The line-up at Parklife is diverse; it crosses genres and over four decades of music history. Older artists aren’t in the mix solely for nostalgia, they represent the music that is part of our music culture here today in 2017. We mentioned in the preview that we’re coming up to a decade of Parklife/Mad Ferret (one year shy) and how festival culture here in the UK has evolved from raves, warehouse parties and soundsystems and merged to form the current festival culture, particularly in the UK. We also looked at that maiden line-up from 2008. This year the musical mezze of acts spans electronic music, hip hop, R&B, drum and bass, UK garage, dub and reggae and the artists that represent those evergreen steelos (yea I’m hip) have histories of recording or performing music stretching back as far as 1978. So this is where it gets a bit Rick and Morty, or more accurately, Doc Brown and Marty McFly: imagine if you could jump in a 1983 DeLorean and go back in time to start your own festival, using only acts from this year’s Parklife line-up, Parklife prequels if you like? Well guess what? You don’t have to because we’re gonna do it for you, each week, until Parklife, starting with Parklife ’87. (Tell me any one of these would not be #LitAF!)
Parklife 87
Chaka Khan – Congo Natty – David Rodigan – Norman Jay – Pete Tong
The headline on the main stage would undoubtedly be Chaka Khan. Already a Grammy Award winning artist with ‘70s groups Rufus, over a decade after ‘You Got the Love’, Chaka was an established solo artist and cameo in a major Hollywood motion picture by 1987. That’s not to mention having a list of collaborations from Stevie Wonder to Quincy Jones and being the first R&B singer to make a crossover hit featuring a rapper under her belt. A 1987 version of me (there was actually a one year old version of me in 1987 but we’ll ‘llow that) would be gassed at the prospect of catching the by then five-time Grammy Award winner at Heaton Park.
Away from the main stage, up the hill and down the other side, what would start as a low rumble would open out to another, altogether different stage. A stage with speakers stacked almost as high as the summer sky, spilling sub-low frequencies and the echoing toasts from the deejays. Before the digital age, in the golden era of soundclash culture, the man dem got their kicks, and their bass, by way of dub. From Brixton to Bristol, Chapletown to Moss Side, kids from the inner city to the suburbs were bunning absolute dog shit weed and drinking cheap lager at parties, clashes and radio shows brought to them by man like Congo Natty, Norman Jay MBE and David Rodigan MBE. And yep, we still are. By 1987 Rodigan had grown from selling roots records in Putney to shows on the likes of Capital FM, keeping the nation warm n easy. Born in Notting Hill, Norman Jay had built up a credible international reputation starting in the late ‘70s at block parties in New York at a time when the city was beginning to churn out the music we live by today. When disco was red hot, when hip hop and house were being born and the Big Apple’s large West Indian communities were getting down to new, exciting waves of sounds of the islands. Associated with the emerging careers of Trevor Nelson, Giles Peterson, Jazzie B from Soul II Soul, Judge Jules and Danny Rampling, by the time of the (hypothetical but jeez you should have got this by now) Parklife 87 came around he was Mr rare groove himself and synonymous with the London incarnation of the then-pirate KISS FM.
But this was the ‘80s. Technology had provided musicians with new tools to their armoury, new, electronic tools, and so we go, over to the house tent. This was just slightly before acid really took off, a year (or two) before the second summer(s) of love, and four years before the Essential Selection first aired on Radio 1, but nevertheless, Pete Tong was a well-established ‘dance’ DJ and radio presenter, particularly in the capital.
I’d go to that festival today, never mind back then. Also, there’s another name worth a mention.
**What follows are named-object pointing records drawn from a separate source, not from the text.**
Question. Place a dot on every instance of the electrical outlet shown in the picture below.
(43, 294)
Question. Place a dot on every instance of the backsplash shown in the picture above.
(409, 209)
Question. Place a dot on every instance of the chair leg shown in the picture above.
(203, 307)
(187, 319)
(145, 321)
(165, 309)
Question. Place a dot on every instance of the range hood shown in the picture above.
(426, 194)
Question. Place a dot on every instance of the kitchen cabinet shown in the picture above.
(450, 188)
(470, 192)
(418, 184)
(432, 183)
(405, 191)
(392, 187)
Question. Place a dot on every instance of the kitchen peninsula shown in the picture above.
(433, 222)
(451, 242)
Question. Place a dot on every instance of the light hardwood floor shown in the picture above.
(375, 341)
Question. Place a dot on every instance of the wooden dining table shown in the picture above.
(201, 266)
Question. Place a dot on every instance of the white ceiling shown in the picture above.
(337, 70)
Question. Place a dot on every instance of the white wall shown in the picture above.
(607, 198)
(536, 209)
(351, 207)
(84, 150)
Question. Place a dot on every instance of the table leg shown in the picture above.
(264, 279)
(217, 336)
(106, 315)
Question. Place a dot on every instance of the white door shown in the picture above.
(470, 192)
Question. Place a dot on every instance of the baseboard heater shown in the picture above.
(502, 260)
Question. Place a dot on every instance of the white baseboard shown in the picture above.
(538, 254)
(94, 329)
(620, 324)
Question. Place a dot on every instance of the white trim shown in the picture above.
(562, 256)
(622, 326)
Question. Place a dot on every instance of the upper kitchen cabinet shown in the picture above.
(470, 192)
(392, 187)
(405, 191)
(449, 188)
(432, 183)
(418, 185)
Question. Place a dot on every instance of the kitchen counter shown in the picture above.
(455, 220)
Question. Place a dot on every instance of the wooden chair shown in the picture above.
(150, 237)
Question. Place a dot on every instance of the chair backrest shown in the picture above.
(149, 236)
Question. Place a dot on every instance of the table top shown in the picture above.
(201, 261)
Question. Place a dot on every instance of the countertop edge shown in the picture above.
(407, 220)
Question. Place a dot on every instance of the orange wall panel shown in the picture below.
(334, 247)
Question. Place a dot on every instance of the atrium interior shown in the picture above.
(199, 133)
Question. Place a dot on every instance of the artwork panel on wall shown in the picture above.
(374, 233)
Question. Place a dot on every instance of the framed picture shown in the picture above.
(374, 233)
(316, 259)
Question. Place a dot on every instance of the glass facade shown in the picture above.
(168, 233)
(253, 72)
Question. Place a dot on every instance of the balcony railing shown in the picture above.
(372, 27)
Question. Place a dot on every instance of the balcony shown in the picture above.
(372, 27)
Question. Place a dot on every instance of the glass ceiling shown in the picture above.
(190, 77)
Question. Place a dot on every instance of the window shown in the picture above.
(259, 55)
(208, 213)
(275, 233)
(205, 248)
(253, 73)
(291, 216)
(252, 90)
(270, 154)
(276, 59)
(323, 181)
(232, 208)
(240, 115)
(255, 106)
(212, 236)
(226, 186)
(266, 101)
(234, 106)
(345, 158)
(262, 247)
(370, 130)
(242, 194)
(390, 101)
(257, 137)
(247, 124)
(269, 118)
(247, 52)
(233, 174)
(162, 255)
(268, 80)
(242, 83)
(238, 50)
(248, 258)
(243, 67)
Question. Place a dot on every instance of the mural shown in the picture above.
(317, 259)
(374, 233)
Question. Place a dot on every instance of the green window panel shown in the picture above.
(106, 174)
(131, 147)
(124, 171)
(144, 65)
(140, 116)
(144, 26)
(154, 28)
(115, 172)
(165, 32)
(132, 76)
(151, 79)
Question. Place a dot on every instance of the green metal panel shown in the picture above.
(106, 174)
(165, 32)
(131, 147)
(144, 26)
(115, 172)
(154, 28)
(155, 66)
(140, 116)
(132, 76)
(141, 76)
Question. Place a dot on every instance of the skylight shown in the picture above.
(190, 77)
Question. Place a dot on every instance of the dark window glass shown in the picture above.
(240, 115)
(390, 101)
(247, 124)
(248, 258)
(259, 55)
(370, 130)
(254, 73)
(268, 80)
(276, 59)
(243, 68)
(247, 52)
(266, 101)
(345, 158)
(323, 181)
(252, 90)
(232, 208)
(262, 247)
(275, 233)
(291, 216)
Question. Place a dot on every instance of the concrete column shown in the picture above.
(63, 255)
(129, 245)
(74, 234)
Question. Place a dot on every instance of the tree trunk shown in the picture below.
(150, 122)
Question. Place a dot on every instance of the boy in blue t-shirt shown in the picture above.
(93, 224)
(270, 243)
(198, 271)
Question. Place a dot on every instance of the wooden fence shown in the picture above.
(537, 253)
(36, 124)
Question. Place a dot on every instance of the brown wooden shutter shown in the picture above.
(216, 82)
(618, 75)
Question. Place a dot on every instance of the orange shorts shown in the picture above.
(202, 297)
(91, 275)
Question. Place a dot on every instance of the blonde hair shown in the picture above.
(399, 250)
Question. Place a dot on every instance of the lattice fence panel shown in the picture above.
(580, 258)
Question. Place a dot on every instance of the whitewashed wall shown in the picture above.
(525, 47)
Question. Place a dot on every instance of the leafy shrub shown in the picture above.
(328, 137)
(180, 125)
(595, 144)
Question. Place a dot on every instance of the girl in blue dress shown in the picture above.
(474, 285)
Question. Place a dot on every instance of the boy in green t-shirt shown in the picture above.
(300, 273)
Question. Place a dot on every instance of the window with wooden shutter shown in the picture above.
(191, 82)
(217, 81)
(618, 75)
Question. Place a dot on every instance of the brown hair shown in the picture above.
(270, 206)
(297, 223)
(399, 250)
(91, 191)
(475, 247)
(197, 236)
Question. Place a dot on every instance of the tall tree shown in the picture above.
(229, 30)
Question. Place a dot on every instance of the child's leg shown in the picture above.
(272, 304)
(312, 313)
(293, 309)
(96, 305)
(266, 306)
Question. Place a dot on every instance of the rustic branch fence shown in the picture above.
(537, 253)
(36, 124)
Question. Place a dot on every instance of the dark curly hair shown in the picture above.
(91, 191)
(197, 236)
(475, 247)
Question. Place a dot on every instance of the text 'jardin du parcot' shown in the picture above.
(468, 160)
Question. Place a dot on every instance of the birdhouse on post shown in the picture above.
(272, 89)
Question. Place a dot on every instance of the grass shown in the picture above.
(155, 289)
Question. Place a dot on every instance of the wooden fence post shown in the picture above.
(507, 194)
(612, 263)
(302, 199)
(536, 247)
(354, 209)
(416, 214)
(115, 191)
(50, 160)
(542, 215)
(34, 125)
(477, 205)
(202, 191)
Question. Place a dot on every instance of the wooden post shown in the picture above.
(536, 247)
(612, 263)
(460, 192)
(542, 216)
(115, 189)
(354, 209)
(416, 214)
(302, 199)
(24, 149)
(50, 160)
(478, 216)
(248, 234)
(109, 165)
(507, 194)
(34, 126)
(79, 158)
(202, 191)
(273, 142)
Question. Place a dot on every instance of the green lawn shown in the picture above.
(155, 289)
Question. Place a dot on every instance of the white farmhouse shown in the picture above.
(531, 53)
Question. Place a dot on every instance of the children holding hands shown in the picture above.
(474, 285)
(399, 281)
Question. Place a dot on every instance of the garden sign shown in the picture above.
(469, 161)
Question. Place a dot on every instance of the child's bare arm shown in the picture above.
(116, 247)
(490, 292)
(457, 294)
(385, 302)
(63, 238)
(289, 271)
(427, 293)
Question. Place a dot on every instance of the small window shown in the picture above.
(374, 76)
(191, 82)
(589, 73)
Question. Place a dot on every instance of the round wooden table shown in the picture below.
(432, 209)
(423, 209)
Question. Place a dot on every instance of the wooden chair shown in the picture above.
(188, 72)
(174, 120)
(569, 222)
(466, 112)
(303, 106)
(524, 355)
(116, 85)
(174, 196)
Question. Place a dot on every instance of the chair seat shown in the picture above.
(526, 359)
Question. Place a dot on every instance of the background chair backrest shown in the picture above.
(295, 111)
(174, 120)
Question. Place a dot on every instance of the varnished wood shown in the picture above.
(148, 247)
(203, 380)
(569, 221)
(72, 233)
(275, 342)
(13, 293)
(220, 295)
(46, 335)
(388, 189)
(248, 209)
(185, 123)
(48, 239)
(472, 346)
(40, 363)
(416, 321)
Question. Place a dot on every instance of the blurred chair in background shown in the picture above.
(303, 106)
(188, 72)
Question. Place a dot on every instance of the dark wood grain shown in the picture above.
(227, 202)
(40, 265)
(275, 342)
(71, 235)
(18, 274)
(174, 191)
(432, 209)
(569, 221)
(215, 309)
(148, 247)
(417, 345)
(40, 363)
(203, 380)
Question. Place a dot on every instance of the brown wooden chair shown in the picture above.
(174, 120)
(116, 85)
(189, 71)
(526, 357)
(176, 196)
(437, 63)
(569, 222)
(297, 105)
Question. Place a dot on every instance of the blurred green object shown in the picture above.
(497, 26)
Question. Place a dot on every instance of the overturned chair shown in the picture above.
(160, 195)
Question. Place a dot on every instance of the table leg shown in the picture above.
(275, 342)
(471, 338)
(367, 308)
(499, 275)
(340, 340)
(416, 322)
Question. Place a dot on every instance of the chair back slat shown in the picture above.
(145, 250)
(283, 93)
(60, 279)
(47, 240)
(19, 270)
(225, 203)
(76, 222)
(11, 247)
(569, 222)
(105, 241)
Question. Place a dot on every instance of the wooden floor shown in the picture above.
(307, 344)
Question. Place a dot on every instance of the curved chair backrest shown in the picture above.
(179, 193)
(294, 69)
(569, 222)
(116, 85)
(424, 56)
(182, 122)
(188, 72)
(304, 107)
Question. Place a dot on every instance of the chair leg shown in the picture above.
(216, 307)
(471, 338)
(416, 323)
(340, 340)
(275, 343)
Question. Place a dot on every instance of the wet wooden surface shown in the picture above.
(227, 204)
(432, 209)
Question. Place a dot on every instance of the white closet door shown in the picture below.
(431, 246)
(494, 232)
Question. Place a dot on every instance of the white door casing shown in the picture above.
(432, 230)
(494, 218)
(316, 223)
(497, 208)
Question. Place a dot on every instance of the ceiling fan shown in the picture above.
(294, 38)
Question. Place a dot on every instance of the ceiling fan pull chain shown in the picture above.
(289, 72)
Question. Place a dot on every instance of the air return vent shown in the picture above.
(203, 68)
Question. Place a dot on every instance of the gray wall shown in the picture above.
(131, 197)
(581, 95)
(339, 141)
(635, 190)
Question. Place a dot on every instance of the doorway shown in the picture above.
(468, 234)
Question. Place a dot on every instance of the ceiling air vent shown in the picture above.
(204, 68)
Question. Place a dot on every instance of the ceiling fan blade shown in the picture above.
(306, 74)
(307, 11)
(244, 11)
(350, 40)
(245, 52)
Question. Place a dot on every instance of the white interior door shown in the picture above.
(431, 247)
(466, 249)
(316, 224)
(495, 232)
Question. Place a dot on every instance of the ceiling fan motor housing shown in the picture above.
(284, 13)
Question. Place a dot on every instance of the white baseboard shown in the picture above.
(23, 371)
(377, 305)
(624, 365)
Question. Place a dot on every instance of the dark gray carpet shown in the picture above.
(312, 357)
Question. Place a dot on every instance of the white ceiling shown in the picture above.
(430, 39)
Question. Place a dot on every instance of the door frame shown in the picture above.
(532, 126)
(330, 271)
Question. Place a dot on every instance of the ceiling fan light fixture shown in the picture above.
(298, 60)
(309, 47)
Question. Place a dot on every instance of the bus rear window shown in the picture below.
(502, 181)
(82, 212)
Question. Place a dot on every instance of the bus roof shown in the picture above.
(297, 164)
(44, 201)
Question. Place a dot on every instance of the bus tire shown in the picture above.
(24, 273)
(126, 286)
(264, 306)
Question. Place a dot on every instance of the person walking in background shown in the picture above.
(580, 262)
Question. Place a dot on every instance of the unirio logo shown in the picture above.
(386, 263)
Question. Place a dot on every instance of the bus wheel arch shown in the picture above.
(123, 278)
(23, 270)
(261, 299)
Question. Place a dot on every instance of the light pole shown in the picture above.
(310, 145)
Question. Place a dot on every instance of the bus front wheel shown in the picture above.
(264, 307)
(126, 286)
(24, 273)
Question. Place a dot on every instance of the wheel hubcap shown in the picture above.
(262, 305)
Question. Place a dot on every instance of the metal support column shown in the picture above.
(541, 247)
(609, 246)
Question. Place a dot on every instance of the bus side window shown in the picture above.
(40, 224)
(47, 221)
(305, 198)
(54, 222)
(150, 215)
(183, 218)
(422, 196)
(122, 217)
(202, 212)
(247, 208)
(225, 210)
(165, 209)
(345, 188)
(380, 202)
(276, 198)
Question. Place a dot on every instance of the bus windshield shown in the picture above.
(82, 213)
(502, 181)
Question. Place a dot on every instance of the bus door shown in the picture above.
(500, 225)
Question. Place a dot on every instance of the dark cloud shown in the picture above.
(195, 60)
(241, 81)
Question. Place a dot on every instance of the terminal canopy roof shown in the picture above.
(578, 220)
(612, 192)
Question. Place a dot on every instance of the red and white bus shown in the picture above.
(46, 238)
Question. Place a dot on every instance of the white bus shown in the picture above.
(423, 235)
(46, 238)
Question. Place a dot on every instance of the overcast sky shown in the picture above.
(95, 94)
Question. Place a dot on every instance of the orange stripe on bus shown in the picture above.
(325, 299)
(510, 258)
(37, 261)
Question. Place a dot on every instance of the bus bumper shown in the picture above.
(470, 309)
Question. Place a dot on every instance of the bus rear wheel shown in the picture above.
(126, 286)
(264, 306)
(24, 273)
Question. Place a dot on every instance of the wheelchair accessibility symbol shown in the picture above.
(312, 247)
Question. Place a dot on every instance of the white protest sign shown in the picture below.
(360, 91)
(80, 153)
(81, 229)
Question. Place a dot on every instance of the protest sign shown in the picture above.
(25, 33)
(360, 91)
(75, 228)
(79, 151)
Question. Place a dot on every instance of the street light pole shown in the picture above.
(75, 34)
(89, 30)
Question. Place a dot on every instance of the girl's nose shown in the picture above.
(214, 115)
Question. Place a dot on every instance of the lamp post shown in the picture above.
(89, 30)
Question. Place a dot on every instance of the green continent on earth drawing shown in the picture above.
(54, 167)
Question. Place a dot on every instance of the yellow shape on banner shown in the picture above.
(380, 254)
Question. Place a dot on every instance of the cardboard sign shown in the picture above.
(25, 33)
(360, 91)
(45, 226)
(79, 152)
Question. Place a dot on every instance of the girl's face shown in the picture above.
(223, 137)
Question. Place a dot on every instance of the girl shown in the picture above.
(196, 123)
They hadn’t released their debut album yet, or even had someone listen to their demo, but A Tribe Called Quest might have had a cheeky feature on an up-and-coming slot, having been formed in 1985, but their time will come when we visit Parklife 97 next week.
Anyway, back to reality…
Parklife 17 updates: New act announced!!
I was surprised when they weren’t included in the initial line-up but the announcement coming just as tickets were pretty much sold out seems more like a thank you than a stub-shifter, okay I’m stalling, I’ll get on with it… The latest announcement is… a bashy, energetic, anthemic collaboration between Brooklyn rapper El-P and ATL’s Killer Mike. Yep it’s Run the Jewels. Hyped.